Slow Evolution of Some Rice Chloroplast Genes
To examine whether a gene evolves at different rates in the different evolutionary lineages of the grasses, Tajima's relative rate test (Tajima 1993Citation ) was used on each of the 106 chloroplast genes with the tobacco sequence as the outgroup. That test considers two test sequences with one outgroup sequence and compares the numbers of sites at which the test sequences differ from the outgroup sequence under the null hypothesis of homogeneous substitution rates.
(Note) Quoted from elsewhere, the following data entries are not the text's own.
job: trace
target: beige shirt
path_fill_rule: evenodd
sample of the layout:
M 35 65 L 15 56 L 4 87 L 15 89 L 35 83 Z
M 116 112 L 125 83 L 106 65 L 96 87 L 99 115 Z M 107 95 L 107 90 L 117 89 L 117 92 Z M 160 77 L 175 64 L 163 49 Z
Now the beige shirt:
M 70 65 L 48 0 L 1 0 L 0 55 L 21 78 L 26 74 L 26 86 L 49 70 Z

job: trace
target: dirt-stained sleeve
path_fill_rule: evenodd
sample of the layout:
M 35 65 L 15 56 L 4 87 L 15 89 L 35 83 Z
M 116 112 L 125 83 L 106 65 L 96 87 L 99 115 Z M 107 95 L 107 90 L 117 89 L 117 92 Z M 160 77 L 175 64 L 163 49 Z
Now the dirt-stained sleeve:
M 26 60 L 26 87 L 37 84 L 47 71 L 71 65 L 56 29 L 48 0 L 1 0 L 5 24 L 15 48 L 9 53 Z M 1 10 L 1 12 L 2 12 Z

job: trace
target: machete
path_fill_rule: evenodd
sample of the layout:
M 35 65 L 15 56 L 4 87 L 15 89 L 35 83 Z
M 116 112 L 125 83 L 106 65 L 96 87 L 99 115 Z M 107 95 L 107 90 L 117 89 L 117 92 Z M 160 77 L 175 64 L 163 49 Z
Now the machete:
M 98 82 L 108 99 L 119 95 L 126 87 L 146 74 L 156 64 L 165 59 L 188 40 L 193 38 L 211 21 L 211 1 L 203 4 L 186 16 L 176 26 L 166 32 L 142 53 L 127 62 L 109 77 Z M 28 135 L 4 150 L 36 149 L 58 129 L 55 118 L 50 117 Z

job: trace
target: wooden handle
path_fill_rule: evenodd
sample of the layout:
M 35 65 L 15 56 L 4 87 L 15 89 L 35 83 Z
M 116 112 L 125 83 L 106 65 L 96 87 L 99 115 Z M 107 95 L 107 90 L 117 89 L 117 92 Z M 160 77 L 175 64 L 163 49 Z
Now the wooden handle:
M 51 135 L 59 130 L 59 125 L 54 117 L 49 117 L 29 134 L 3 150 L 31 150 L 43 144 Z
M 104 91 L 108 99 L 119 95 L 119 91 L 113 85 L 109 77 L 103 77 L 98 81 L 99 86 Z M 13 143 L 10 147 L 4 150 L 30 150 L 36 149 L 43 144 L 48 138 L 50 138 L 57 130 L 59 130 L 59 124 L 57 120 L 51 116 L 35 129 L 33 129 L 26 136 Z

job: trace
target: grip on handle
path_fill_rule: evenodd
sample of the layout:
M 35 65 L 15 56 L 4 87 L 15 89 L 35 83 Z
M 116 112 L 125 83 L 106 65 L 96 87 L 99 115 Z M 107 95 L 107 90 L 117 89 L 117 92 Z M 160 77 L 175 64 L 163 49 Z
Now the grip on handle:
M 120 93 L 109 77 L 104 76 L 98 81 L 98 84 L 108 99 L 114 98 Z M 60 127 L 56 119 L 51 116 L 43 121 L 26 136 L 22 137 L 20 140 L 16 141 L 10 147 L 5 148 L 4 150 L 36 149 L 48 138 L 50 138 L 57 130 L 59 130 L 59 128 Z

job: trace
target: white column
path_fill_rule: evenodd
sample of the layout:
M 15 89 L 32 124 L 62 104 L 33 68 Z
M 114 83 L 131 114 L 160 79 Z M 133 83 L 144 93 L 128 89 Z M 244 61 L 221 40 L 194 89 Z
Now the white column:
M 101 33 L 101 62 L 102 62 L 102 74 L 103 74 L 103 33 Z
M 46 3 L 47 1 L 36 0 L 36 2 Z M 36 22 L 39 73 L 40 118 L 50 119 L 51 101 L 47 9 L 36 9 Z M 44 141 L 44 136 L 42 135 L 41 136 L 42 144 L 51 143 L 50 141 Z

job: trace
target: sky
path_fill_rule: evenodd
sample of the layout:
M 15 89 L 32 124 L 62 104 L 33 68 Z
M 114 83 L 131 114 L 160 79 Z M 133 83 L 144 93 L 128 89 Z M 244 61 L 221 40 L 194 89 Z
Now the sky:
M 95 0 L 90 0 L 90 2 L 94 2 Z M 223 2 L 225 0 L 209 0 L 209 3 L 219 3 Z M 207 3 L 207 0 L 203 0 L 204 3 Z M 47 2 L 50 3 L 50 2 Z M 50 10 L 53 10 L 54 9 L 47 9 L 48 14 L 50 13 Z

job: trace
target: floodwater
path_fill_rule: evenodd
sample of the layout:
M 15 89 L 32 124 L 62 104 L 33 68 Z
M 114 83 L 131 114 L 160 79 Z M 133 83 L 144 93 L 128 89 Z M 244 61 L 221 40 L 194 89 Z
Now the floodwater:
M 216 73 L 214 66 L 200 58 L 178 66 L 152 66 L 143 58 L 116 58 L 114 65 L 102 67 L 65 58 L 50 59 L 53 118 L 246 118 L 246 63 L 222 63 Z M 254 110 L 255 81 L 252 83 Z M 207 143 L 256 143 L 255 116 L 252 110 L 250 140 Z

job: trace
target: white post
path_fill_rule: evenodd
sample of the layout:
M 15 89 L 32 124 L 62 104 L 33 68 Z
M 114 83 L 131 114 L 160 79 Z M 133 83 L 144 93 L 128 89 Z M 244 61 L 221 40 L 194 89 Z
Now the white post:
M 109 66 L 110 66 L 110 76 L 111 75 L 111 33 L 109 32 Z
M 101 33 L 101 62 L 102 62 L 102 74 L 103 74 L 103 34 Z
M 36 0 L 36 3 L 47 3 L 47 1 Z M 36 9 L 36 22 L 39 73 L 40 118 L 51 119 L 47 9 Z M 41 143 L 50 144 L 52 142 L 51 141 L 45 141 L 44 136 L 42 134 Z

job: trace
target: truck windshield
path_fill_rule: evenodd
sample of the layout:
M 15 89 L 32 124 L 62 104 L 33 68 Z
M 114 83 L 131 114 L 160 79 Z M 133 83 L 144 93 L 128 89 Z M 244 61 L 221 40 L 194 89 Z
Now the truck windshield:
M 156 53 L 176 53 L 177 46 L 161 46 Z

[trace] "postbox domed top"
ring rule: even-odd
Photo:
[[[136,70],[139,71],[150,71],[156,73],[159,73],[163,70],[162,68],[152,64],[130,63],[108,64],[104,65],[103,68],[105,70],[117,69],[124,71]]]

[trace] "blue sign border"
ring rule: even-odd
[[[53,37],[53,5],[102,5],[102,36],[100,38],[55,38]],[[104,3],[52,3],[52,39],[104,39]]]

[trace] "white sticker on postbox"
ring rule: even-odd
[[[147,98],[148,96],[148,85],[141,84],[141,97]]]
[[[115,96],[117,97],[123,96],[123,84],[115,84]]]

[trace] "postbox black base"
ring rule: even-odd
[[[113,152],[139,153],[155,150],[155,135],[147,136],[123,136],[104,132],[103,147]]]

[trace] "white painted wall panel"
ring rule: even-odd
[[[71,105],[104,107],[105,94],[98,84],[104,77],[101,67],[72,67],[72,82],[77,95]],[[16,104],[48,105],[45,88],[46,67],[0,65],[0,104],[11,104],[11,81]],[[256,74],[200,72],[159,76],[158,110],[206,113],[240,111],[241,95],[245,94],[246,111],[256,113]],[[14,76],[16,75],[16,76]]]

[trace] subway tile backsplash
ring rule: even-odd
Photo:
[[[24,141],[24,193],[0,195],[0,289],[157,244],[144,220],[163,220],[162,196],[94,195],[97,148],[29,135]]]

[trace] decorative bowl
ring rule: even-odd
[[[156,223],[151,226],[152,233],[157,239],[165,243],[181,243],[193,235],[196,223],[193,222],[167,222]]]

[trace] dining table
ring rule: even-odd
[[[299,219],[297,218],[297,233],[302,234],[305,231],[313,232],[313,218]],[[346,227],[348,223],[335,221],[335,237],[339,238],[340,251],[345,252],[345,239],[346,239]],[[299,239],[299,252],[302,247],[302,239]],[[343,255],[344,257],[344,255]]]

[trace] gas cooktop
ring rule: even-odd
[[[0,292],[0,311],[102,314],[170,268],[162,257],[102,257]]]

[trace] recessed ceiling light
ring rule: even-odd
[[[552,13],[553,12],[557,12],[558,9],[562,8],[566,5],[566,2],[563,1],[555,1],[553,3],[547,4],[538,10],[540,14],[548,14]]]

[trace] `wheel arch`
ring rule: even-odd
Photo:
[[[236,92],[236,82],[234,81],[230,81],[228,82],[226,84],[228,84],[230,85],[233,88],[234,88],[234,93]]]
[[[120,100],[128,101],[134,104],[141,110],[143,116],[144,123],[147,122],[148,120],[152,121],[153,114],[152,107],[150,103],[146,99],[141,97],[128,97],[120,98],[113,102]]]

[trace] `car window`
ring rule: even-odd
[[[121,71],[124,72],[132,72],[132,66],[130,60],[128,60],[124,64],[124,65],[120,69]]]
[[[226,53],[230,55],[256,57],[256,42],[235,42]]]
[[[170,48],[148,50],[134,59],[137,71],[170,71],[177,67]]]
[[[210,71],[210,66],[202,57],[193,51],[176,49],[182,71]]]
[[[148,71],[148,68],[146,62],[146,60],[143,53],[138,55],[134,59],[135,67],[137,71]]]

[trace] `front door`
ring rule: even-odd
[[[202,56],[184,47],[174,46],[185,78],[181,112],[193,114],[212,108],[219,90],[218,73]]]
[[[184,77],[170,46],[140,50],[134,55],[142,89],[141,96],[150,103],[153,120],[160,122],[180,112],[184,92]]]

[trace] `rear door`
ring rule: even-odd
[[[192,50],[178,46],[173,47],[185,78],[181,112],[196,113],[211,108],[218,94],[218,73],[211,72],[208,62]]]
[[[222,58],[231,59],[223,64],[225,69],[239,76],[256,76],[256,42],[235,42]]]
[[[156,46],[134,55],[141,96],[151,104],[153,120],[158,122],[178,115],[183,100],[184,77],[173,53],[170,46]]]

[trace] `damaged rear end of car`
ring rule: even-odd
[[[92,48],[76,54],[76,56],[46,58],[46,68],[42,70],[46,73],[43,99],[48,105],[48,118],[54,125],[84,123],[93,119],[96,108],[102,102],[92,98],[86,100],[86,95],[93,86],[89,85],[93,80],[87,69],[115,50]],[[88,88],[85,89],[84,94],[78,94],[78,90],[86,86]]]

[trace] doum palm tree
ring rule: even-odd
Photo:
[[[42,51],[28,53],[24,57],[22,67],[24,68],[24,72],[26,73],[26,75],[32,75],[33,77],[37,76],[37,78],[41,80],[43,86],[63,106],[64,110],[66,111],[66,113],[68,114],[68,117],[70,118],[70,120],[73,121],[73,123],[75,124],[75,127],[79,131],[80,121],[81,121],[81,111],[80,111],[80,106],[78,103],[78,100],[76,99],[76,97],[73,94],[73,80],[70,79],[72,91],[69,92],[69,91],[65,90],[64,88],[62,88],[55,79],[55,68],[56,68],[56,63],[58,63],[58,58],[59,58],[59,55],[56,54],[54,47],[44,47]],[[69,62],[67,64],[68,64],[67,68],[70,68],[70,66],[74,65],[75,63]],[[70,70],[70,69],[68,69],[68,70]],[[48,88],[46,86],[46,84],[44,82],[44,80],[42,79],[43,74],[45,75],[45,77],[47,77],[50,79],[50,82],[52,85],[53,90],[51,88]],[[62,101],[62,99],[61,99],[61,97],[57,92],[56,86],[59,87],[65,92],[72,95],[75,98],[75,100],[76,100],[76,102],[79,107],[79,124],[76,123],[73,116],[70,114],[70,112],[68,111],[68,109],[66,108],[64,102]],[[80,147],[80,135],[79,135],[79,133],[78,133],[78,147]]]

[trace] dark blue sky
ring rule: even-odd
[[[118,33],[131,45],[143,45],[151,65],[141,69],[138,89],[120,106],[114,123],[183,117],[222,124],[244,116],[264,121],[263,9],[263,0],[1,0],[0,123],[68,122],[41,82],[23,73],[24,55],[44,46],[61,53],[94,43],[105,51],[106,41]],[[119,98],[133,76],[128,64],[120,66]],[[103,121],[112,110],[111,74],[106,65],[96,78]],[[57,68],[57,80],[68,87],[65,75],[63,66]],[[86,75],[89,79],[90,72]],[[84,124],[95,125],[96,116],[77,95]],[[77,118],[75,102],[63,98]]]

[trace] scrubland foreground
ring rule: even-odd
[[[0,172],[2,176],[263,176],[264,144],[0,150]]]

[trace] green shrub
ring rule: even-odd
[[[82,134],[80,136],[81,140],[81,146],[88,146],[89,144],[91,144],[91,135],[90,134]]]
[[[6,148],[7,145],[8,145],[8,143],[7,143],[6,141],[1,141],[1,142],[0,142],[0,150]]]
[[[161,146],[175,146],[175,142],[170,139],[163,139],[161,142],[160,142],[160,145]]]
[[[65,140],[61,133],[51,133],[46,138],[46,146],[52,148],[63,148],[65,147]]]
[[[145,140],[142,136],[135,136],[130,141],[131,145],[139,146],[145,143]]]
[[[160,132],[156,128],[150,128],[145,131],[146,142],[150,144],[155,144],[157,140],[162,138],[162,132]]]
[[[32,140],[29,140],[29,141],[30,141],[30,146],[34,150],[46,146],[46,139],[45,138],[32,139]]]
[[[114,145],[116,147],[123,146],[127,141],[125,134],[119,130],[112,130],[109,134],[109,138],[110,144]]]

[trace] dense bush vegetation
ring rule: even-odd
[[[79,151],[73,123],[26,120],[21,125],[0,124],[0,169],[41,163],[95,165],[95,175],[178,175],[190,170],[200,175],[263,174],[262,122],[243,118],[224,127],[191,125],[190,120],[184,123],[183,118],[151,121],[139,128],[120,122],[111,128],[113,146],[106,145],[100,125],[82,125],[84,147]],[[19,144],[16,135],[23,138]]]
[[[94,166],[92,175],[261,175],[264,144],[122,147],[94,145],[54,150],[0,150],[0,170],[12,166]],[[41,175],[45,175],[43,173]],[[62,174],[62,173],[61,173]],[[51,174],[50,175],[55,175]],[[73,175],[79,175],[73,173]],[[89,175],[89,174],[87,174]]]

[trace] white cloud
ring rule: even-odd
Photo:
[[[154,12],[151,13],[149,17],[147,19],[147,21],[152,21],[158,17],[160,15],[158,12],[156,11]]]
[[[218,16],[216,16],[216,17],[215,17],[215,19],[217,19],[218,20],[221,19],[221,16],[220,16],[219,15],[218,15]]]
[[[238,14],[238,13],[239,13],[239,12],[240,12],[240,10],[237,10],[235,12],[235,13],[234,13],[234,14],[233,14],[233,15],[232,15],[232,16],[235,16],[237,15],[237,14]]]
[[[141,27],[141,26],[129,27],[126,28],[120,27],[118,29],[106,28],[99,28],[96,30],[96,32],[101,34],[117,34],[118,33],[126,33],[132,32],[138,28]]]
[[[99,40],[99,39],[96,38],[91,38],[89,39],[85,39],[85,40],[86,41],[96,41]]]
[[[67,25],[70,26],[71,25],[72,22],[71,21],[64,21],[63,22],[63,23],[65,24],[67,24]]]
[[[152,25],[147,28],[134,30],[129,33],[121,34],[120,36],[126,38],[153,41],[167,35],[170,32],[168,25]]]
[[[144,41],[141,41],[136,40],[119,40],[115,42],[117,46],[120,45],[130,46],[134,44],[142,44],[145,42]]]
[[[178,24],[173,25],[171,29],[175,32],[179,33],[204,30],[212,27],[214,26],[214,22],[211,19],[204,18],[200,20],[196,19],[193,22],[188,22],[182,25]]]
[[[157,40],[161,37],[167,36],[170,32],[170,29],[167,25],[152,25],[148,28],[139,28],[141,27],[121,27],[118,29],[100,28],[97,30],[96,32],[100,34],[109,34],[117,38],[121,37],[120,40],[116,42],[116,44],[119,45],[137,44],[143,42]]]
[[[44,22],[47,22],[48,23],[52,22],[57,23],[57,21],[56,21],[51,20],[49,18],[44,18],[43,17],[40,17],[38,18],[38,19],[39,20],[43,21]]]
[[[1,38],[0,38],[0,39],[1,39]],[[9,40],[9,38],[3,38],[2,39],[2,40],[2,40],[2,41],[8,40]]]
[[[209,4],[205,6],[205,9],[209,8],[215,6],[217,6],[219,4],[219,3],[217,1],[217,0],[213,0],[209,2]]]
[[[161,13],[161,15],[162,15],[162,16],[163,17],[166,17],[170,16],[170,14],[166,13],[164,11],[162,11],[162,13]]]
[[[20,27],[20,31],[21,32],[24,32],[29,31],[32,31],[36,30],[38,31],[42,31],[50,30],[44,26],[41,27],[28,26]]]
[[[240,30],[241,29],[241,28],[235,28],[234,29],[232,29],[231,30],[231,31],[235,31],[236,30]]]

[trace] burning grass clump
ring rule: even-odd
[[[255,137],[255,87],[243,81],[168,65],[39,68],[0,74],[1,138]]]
Of the 318 possible comparisons (106 comparisons each for maize vs. rice, maize vs. wheat, and rice vs. wheat), the relative rate test could not be performed for 79 because there was too little sequence variation (75 for RNA genes and four for protein genes). Totally, significant rate heterogeneity of nucleotide substitution was detected for 14 genes: 12 protein-coding genes and two ribosomal RNA genes (table 3 ). These genes are distributed evenly among the four major gene groups (NADH, photosynthetic, ribosomal protein, and RNA genes) ({chi}2 = 2.09 with Yates' correction, df = 3, P = 0.55). Their physical distribution on the cpDNA molecule does not seem to be clustered, although some are tightly linked (ndhJ-ndhK, psbC-psbD, and psbE-psbF) (data not shown).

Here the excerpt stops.